Perhaps this hierarchical approach can be best summarized by the pithy insights of Edward Harrison, as outlined in his remarkable book, Masks of the Universe, where he argues that the penalty for greater knowledge is greater doubt. Thus any religion that seeks for something transcendent must by its very pursuit be open to and accept being potentially wrong in its projective arcs. This is why science has made such tremendous progress over the past few centuries and fundamentalist religions have more or less remained stagnant. A genuine quest for the transcendent doesn't abrogate the critical mind, but welcomes it as a necessary pruning device to distinguish the merely pre-rational from the trans-rational.
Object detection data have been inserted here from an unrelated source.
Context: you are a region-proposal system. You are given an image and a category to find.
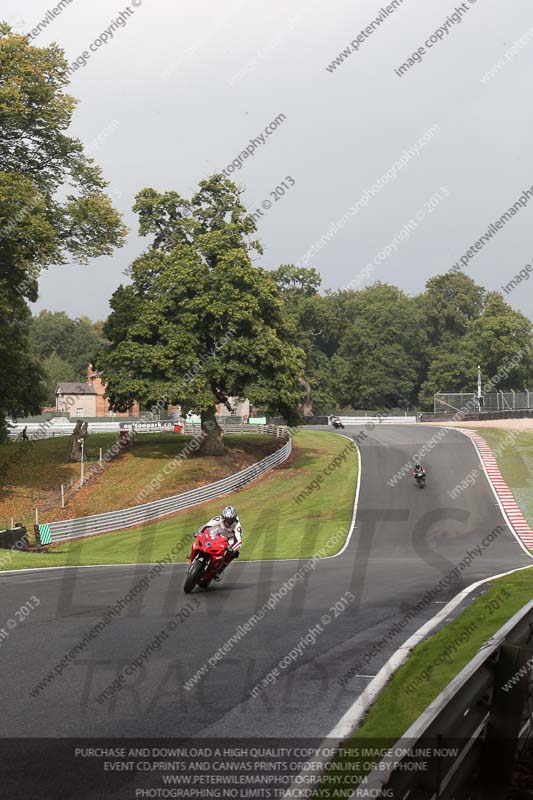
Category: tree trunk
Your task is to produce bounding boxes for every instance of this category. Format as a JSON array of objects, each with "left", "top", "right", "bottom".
[
  {"left": 198, "top": 406, "right": 224, "bottom": 456},
  {"left": 65, "top": 419, "right": 88, "bottom": 463},
  {"left": 299, "top": 377, "right": 313, "bottom": 417}
]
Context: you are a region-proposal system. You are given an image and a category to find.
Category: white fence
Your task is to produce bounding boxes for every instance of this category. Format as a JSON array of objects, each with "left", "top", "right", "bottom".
[
  {"left": 8, "top": 417, "right": 286, "bottom": 442},
  {"left": 41, "top": 432, "right": 292, "bottom": 542}
]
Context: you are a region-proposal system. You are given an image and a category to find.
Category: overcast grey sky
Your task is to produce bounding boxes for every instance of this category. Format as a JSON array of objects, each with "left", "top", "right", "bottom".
[{"left": 4, "top": 0, "right": 533, "bottom": 319}]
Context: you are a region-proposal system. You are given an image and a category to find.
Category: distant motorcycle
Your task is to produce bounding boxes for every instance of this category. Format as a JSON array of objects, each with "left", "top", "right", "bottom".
[
  {"left": 183, "top": 528, "right": 231, "bottom": 594},
  {"left": 415, "top": 472, "right": 426, "bottom": 489}
]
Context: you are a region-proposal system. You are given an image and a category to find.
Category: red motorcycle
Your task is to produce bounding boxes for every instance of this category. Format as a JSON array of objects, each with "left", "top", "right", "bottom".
[{"left": 183, "top": 528, "right": 231, "bottom": 594}]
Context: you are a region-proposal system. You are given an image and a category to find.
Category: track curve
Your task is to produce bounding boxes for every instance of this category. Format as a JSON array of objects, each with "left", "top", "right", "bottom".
[{"left": 0, "top": 425, "right": 532, "bottom": 738}]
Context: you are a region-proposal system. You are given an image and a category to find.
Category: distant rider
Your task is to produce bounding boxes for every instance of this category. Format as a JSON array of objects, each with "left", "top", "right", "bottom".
[
  {"left": 194, "top": 506, "right": 242, "bottom": 581},
  {"left": 413, "top": 461, "right": 426, "bottom": 483}
]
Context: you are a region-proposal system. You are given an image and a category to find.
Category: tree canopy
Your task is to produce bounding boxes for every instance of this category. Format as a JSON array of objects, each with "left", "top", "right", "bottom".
[
  {"left": 97, "top": 175, "right": 304, "bottom": 454},
  {"left": 0, "top": 23, "right": 126, "bottom": 434}
]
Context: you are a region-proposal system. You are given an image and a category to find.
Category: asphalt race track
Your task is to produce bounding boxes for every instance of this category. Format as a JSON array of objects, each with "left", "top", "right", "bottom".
[{"left": 0, "top": 425, "right": 532, "bottom": 738}]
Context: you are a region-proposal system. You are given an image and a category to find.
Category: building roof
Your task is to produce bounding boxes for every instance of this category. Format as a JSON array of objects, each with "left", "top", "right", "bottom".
[{"left": 56, "top": 381, "right": 96, "bottom": 394}]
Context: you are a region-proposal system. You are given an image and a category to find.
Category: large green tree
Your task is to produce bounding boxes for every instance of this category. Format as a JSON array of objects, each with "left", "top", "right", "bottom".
[
  {"left": 0, "top": 23, "right": 126, "bottom": 438},
  {"left": 30, "top": 311, "right": 104, "bottom": 380},
  {"left": 272, "top": 264, "right": 336, "bottom": 416},
  {"left": 332, "top": 283, "right": 426, "bottom": 409},
  {"left": 97, "top": 175, "right": 304, "bottom": 455},
  {"left": 419, "top": 282, "right": 532, "bottom": 407}
]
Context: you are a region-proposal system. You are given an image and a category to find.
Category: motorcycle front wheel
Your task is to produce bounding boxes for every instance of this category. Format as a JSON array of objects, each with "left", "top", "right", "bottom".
[{"left": 183, "top": 558, "right": 204, "bottom": 594}]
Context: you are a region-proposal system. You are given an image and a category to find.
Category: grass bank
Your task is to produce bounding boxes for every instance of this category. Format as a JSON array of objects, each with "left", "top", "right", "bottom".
[
  {"left": 0, "top": 433, "right": 280, "bottom": 527},
  {"left": 0, "top": 430, "right": 358, "bottom": 569}
]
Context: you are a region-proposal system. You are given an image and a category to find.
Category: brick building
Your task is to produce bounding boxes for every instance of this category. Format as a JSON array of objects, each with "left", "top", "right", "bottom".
[{"left": 87, "top": 364, "right": 140, "bottom": 417}]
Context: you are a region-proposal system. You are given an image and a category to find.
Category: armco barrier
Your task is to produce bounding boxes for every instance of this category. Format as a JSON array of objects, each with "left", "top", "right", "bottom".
[
  {"left": 45, "top": 432, "right": 292, "bottom": 542},
  {"left": 352, "top": 600, "right": 533, "bottom": 800},
  {"left": 339, "top": 415, "right": 416, "bottom": 425}
]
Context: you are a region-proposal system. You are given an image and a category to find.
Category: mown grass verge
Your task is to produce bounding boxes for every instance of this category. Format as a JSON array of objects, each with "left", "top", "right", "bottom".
[{"left": 0, "top": 431, "right": 358, "bottom": 569}]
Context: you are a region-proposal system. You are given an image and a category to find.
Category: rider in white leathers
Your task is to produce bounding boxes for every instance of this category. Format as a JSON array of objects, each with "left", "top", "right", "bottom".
[{"left": 195, "top": 506, "right": 242, "bottom": 581}]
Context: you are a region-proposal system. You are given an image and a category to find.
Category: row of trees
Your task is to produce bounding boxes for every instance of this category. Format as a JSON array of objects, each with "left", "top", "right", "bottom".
[
  {"left": 273, "top": 266, "right": 533, "bottom": 412},
  {"left": 0, "top": 26, "right": 531, "bottom": 453}
]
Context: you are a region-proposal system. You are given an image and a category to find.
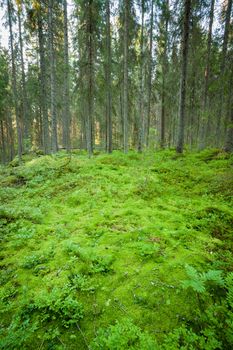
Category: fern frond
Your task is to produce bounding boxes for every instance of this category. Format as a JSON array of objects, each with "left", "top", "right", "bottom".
[{"left": 202, "top": 270, "right": 224, "bottom": 287}]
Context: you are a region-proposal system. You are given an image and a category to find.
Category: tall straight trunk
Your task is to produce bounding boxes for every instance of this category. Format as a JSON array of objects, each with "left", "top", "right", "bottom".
[
  {"left": 200, "top": 0, "right": 215, "bottom": 149},
  {"left": 63, "top": 0, "right": 71, "bottom": 152},
  {"left": 106, "top": 0, "right": 112, "bottom": 153},
  {"left": 138, "top": 0, "right": 145, "bottom": 152},
  {"left": 123, "top": 0, "right": 129, "bottom": 153},
  {"left": 86, "top": 0, "right": 94, "bottom": 157},
  {"left": 37, "top": 12, "right": 50, "bottom": 154},
  {"left": 160, "top": 0, "right": 169, "bottom": 148},
  {"left": 6, "top": 110, "right": 15, "bottom": 160},
  {"left": 48, "top": 0, "right": 58, "bottom": 153},
  {"left": 176, "top": 0, "right": 191, "bottom": 153},
  {"left": 0, "top": 120, "right": 7, "bottom": 164},
  {"left": 17, "top": 9, "right": 30, "bottom": 149},
  {"left": 146, "top": 0, "right": 154, "bottom": 147},
  {"left": 216, "top": 0, "right": 232, "bottom": 146},
  {"left": 7, "top": 0, "right": 23, "bottom": 160},
  {"left": 224, "top": 58, "right": 233, "bottom": 152}
]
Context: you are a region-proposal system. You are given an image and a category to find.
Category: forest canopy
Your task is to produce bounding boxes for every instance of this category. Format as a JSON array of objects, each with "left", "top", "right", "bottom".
[{"left": 0, "top": 0, "right": 233, "bottom": 162}]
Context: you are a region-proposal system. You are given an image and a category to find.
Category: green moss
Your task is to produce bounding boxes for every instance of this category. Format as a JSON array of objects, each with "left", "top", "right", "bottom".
[{"left": 0, "top": 150, "right": 233, "bottom": 349}]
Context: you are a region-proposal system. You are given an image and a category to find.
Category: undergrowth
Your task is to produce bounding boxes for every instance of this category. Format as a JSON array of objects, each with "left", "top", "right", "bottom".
[{"left": 0, "top": 149, "right": 233, "bottom": 350}]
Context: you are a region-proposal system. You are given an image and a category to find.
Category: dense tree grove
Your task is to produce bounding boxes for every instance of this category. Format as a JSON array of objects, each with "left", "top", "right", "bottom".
[{"left": 0, "top": 0, "right": 233, "bottom": 163}]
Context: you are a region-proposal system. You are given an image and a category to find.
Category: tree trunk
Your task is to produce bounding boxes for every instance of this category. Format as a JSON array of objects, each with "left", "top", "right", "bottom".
[
  {"left": 216, "top": 0, "right": 232, "bottom": 146},
  {"left": 106, "top": 0, "right": 112, "bottom": 153},
  {"left": 123, "top": 0, "right": 129, "bottom": 153},
  {"left": 86, "top": 0, "right": 94, "bottom": 157},
  {"left": 48, "top": 0, "right": 58, "bottom": 153},
  {"left": 224, "top": 58, "right": 233, "bottom": 152},
  {"left": 37, "top": 12, "right": 50, "bottom": 154},
  {"left": 146, "top": 0, "right": 154, "bottom": 147},
  {"left": 17, "top": 9, "right": 30, "bottom": 150},
  {"left": 160, "top": 0, "right": 169, "bottom": 148},
  {"left": 138, "top": 0, "right": 145, "bottom": 152},
  {"left": 200, "top": 0, "right": 215, "bottom": 149},
  {"left": 176, "top": 0, "right": 191, "bottom": 153},
  {"left": 7, "top": 0, "right": 23, "bottom": 160},
  {"left": 63, "top": 0, "right": 71, "bottom": 152}
]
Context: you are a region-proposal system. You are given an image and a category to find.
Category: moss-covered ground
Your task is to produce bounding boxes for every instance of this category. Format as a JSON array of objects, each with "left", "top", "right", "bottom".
[{"left": 0, "top": 150, "right": 233, "bottom": 349}]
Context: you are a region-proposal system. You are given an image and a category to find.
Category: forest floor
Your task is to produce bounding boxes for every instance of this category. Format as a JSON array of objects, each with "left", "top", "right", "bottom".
[{"left": 0, "top": 150, "right": 233, "bottom": 350}]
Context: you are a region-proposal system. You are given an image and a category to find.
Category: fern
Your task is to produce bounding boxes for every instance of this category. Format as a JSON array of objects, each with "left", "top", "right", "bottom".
[
  {"left": 226, "top": 272, "right": 233, "bottom": 308},
  {"left": 182, "top": 265, "right": 224, "bottom": 294},
  {"left": 182, "top": 265, "right": 206, "bottom": 293}
]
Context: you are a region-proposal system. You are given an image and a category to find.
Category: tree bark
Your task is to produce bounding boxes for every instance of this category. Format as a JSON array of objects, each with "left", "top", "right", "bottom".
[
  {"left": 7, "top": 0, "right": 23, "bottom": 160},
  {"left": 63, "top": 0, "right": 71, "bottom": 152},
  {"left": 106, "top": 0, "right": 112, "bottom": 153},
  {"left": 86, "top": 0, "right": 94, "bottom": 157},
  {"left": 216, "top": 0, "right": 232, "bottom": 146},
  {"left": 138, "top": 0, "right": 145, "bottom": 152},
  {"left": 48, "top": 0, "right": 58, "bottom": 153},
  {"left": 176, "top": 0, "right": 191, "bottom": 153},
  {"left": 123, "top": 0, "right": 129, "bottom": 153},
  {"left": 37, "top": 10, "right": 50, "bottom": 154},
  {"left": 17, "top": 8, "right": 30, "bottom": 150},
  {"left": 160, "top": 0, "right": 169, "bottom": 148},
  {"left": 200, "top": 0, "right": 215, "bottom": 149},
  {"left": 146, "top": 0, "right": 154, "bottom": 147}
]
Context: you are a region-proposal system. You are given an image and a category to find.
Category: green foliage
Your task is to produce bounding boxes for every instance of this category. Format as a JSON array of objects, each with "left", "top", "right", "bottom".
[
  {"left": 0, "top": 150, "right": 233, "bottom": 350},
  {"left": 91, "top": 319, "right": 159, "bottom": 350},
  {"left": 182, "top": 265, "right": 224, "bottom": 293}
]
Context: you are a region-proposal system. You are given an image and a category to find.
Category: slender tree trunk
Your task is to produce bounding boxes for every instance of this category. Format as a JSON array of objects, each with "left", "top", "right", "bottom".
[
  {"left": 63, "top": 0, "right": 71, "bottom": 152},
  {"left": 176, "top": 0, "right": 191, "bottom": 153},
  {"left": 224, "top": 58, "right": 233, "bottom": 152},
  {"left": 138, "top": 0, "right": 145, "bottom": 152},
  {"left": 7, "top": 110, "right": 15, "bottom": 160},
  {"left": 123, "top": 0, "right": 129, "bottom": 153},
  {"left": 106, "top": 0, "right": 112, "bottom": 153},
  {"left": 146, "top": 0, "right": 154, "bottom": 147},
  {"left": 160, "top": 0, "right": 169, "bottom": 148},
  {"left": 7, "top": 0, "right": 23, "bottom": 160},
  {"left": 0, "top": 120, "right": 7, "bottom": 164},
  {"left": 86, "top": 0, "right": 94, "bottom": 157},
  {"left": 17, "top": 9, "right": 30, "bottom": 149},
  {"left": 37, "top": 12, "right": 50, "bottom": 154},
  {"left": 48, "top": 0, "right": 58, "bottom": 153},
  {"left": 216, "top": 0, "right": 232, "bottom": 146},
  {"left": 200, "top": 0, "right": 215, "bottom": 149}
]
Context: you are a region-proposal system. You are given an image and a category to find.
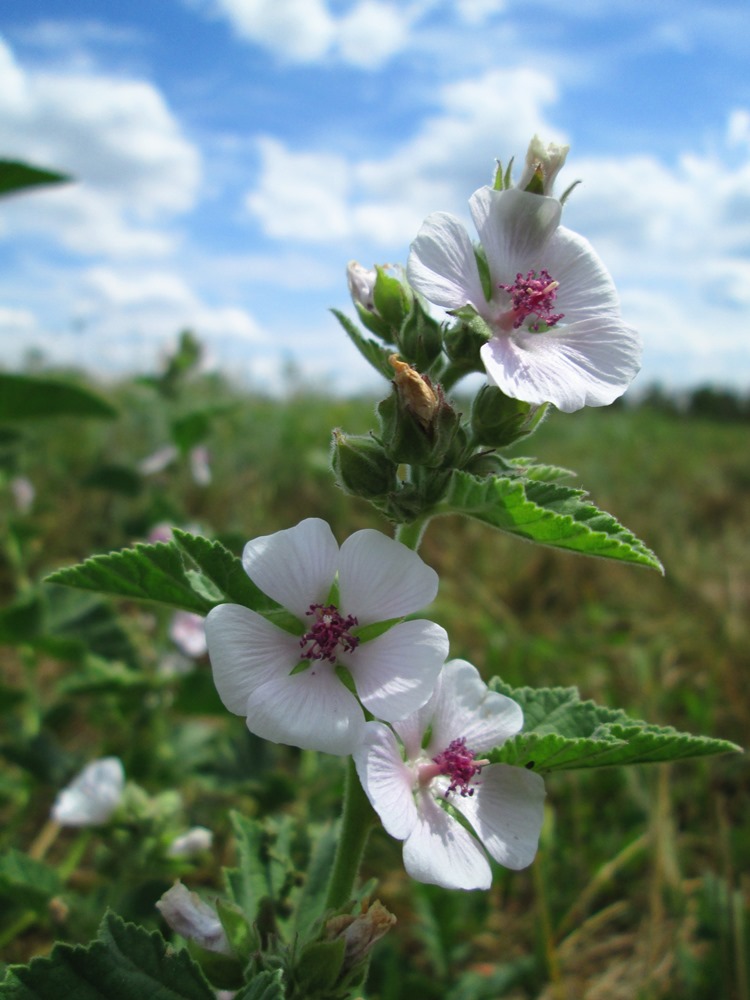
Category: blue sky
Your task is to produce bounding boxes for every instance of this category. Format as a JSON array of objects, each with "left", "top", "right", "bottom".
[{"left": 0, "top": 0, "right": 750, "bottom": 391}]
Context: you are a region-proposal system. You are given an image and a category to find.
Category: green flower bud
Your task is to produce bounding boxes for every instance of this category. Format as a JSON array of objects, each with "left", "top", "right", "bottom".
[
  {"left": 331, "top": 430, "right": 397, "bottom": 500},
  {"left": 471, "top": 385, "right": 547, "bottom": 448}
]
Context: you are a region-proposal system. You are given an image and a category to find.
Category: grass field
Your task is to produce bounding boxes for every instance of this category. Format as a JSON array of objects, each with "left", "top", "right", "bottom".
[{"left": 0, "top": 379, "right": 750, "bottom": 1000}]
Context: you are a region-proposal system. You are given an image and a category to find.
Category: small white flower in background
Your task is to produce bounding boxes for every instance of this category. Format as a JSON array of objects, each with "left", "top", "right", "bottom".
[
  {"left": 407, "top": 140, "right": 641, "bottom": 413},
  {"left": 518, "top": 135, "right": 570, "bottom": 194},
  {"left": 346, "top": 260, "right": 378, "bottom": 312},
  {"left": 169, "top": 611, "right": 208, "bottom": 660},
  {"left": 167, "top": 826, "right": 214, "bottom": 858},
  {"left": 354, "top": 660, "right": 544, "bottom": 889},
  {"left": 10, "top": 476, "right": 36, "bottom": 514},
  {"left": 52, "top": 757, "right": 125, "bottom": 826},
  {"left": 156, "top": 882, "right": 232, "bottom": 955},
  {"left": 206, "top": 518, "right": 448, "bottom": 754}
]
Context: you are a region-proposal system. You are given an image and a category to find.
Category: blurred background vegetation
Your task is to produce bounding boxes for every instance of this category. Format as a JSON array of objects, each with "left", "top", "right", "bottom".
[{"left": 0, "top": 335, "right": 750, "bottom": 1000}]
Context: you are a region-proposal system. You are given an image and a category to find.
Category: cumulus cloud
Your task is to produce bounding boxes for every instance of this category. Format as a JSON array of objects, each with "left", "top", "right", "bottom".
[
  {"left": 0, "top": 40, "right": 200, "bottom": 256},
  {"left": 206, "top": 0, "right": 433, "bottom": 69},
  {"left": 246, "top": 69, "right": 564, "bottom": 247}
]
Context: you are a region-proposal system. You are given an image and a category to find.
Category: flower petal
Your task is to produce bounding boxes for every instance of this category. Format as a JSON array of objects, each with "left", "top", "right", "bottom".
[
  {"left": 242, "top": 517, "right": 339, "bottom": 619},
  {"left": 472, "top": 187, "right": 562, "bottom": 284},
  {"left": 427, "top": 660, "right": 523, "bottom": 757},
  {"left": 480, "top": 318, "right": 641, "bottom": 413},
  {"left": 404, "top": 792, "right": 492, "bottom": 889},
  {"left": 354, "top": 722, "right": 419, "bottom": 840},
  {"left": 451, "top": 764, "right": 545, "bottom": 869},
  {"left": 544, "top": 226, "right": 620, "bottom": 326},
  {"left": 339, "top": 528, "right": 438, "bottom": 625},
  {"left": 247, "top": 661, "right": 365, "bottom": 756},
  {"left": 346, "top": 619, "right": 448, "bottom": 722},
  {"left": 406, "top": 212, "right": 485, "bottom": 310},
  {"left": 52, "top": 757, "right": 125, "bottom": 826},
  {"left": 206, "top": 604, "right": 301, "bottom": 715}
]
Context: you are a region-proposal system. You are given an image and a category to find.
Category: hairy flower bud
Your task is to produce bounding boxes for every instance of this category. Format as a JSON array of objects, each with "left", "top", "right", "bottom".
[
  {"left": 518, "top": 135, "right": 570, "bottom": 195},
  {"left": 331, "top": 430, "right": 397, "bottom": 500},
  {"left": 471, "top": 385, "right": 547, "bottom": 448}
]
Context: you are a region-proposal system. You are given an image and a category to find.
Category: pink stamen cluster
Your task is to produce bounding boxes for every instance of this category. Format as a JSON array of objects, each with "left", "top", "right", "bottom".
[
  {"left": 499, "top": 269, "right": 565, "bottom": 333},
  {"left": 432, "top": 736, "right": 488, "bottom": 798},
  {"left": 299, "top": 604, "right": 359, "bottom": 663}
]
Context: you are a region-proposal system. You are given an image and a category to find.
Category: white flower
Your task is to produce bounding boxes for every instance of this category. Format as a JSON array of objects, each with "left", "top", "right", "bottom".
[
  {"left": 206, "top": 518, "right": 448, "bottom": 754},
  {"left": 407, "top": 187, "right": 641, "bottom": 413},
  {"left": 518, "top": 135, "right": 570, "bottom": 194},
  {"left": 346, "top": 260, "right": 378, "bottom": 312},
  {"left": 156, "top": 882, "right": 232, "bottom": 955},
  {"left": 167, "top": 826, "right": 214, "bottom": 858},
  {"left": 354, "top": 660, "right": 544, "bottom": 889},
  {"left": 169, "top": 611, "right": 207, "bottom": 660},
  {"left": 52, "top": 757, "right": 125, "bottom": 826}
]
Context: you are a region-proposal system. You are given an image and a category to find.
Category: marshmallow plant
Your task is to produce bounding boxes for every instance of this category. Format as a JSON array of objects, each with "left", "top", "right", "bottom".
[{"left": 45, "top": 137, "right": 733, "bottom": 1000}]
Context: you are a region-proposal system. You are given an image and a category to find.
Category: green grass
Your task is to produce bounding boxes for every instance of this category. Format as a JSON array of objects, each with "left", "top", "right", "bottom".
[{"left": 0, "top": 379, "right": 750, "bottom": 1000}]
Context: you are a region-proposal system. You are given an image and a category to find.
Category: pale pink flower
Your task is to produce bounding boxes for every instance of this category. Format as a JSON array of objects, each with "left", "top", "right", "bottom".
[
  {"left": 354, "top": 660, "right": 544, "bottom": 889},
  {"left": 52, "top": 757, "right": 125, "bottom": 826},
  {"left": 407, "top": 187, "right": 641, "bottom": 412},
  {"left": 206, "top": 518, "right": 448, "bottom": 754}
]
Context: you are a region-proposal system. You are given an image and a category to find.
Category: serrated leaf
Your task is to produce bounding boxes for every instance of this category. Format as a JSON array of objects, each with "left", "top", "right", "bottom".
[
  {"left": 331, "top": 309, "right": 393, "bottom": 381},
  {"left": 0, "top": 913, "right": 215, "bottom": 1000},
  {"left": 0, "top": 160, "right": 73, "bottom": 195},
  {"left": 0, "top": 372, "right": 117, "bottom": 420},
  {"left": 234, "top": 969, "right": 286, "bottom": 1000},
  {"left": 0, "top": 848, "right": 62, "bottom": 908},
  {"left": 46, "top": 542, "right": 214, "bottom": 615},
  {"left": 435, "top": 470, "right": 663, "bottom": 572},
  {"left": 489, "top": 678, "right": 740, "bottom": 772}
]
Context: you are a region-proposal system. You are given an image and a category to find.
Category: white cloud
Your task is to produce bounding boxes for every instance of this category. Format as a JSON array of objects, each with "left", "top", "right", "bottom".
[
  {"left": 246, "top": 69, "right": 564, "bottom": 247},
  {"left": 0, "top": 40, "right": 200, "bottom": 255},
  {"left": 206, "top": 0, "right": 428, "bottom": 69}
]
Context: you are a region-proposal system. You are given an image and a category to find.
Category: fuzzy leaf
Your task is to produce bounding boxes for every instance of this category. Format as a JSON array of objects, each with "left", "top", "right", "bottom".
[
  {"left": 0, "top": 372, "right": 117, "bottom": 420},
  {"left": 489, "top": 678, "right": 741, "bottom": 772},
  {"left": 435, "top": 471, "right": 663, "bottom": 571},
  {"left": 0, "top": 913, "right": 215, "bottom": 1000},
  {"left": 0, "top": 160, "right": 73, "bottom": 195}
]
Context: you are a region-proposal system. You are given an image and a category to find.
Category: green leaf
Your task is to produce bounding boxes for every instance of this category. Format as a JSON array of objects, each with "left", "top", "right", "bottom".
[
  {"left": 0, "top": 160, "right": 73, "bottom": 195},
  {"left": 0, "top": 372, "right": 117, "bottom": 420},
  {"left": 434, "top": 470, "right": 663, "bottom": 572},
  {"left": 331, "top": 309, "right": 394, "bottom": 382},
  {"left": 234, "top": 969, "right": 286, "bottom": 1000},
  {"left": 488, "top": 678, "right": 741, "bottom": 772},
  {"left": 0, "top": 848, "right": 62, "bottom": 909},
  {"left": 0, "top": 913, "right": 215, "bottom": 1000},
  {"left": 46, "top": 542, "right": 214, "bottom": 615}
]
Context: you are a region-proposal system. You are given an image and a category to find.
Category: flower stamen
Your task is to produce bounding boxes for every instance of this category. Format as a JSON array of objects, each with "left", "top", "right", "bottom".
[
  {"left": 498, "top": 269, "right": 565, "bottom": 333},
  {"left": 432, "top": 736, "right": 489, "bottom": 798},
  {"left": 299, "top": 604, "right": 359, "bottom": 663}
]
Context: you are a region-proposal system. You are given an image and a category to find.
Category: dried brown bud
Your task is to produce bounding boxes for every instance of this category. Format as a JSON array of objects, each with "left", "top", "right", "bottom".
[{"left": 388, "top": 354, "right": 440, "bottom": 430}]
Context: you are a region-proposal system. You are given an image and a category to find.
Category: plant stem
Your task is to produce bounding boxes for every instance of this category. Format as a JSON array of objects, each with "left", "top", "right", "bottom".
[
  {"left": 396, "top": 515, "right": 430, "bottom": 552},
  {"left": 326, "top": 757, "right": 375, "bottom": 909}
]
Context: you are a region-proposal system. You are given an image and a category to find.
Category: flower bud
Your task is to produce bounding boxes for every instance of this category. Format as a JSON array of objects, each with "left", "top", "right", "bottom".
[
  {"left": 156, "top": 881, "right": 232, "bottom": 955},
  {"left": 471, "top": 385, "right": 547, "bottom": 448},
  {"left": 331, "top": 430, "right": 397, "bottom": 500},
  {"left": 518, "top": 135, "right": 570, "bottom": 195},
  {"left": 377, "top": 354, "right": 464, "bottom": 468}
]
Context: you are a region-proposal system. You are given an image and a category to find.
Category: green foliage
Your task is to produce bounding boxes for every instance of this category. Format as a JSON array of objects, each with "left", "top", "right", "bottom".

In sum, a religion that demands unyielding belief and allegiance belongs to humankind's mythic past since it is unwilling to evolve and change with new information.
Transcendental sociology points to a systematic process whereby one is not deceived by that most dangerous of temptations, the pre/trans fallacy. This is where one mistakenly confuses an advertisement for the real product, or a map for the territory, or a symbol for reality.
This is humorously and quite brilliantly captured by the famous Zen Koan where the Master points at the moon to show its luminosity to his new disciple, only to have his disciple look exclusively at his finger.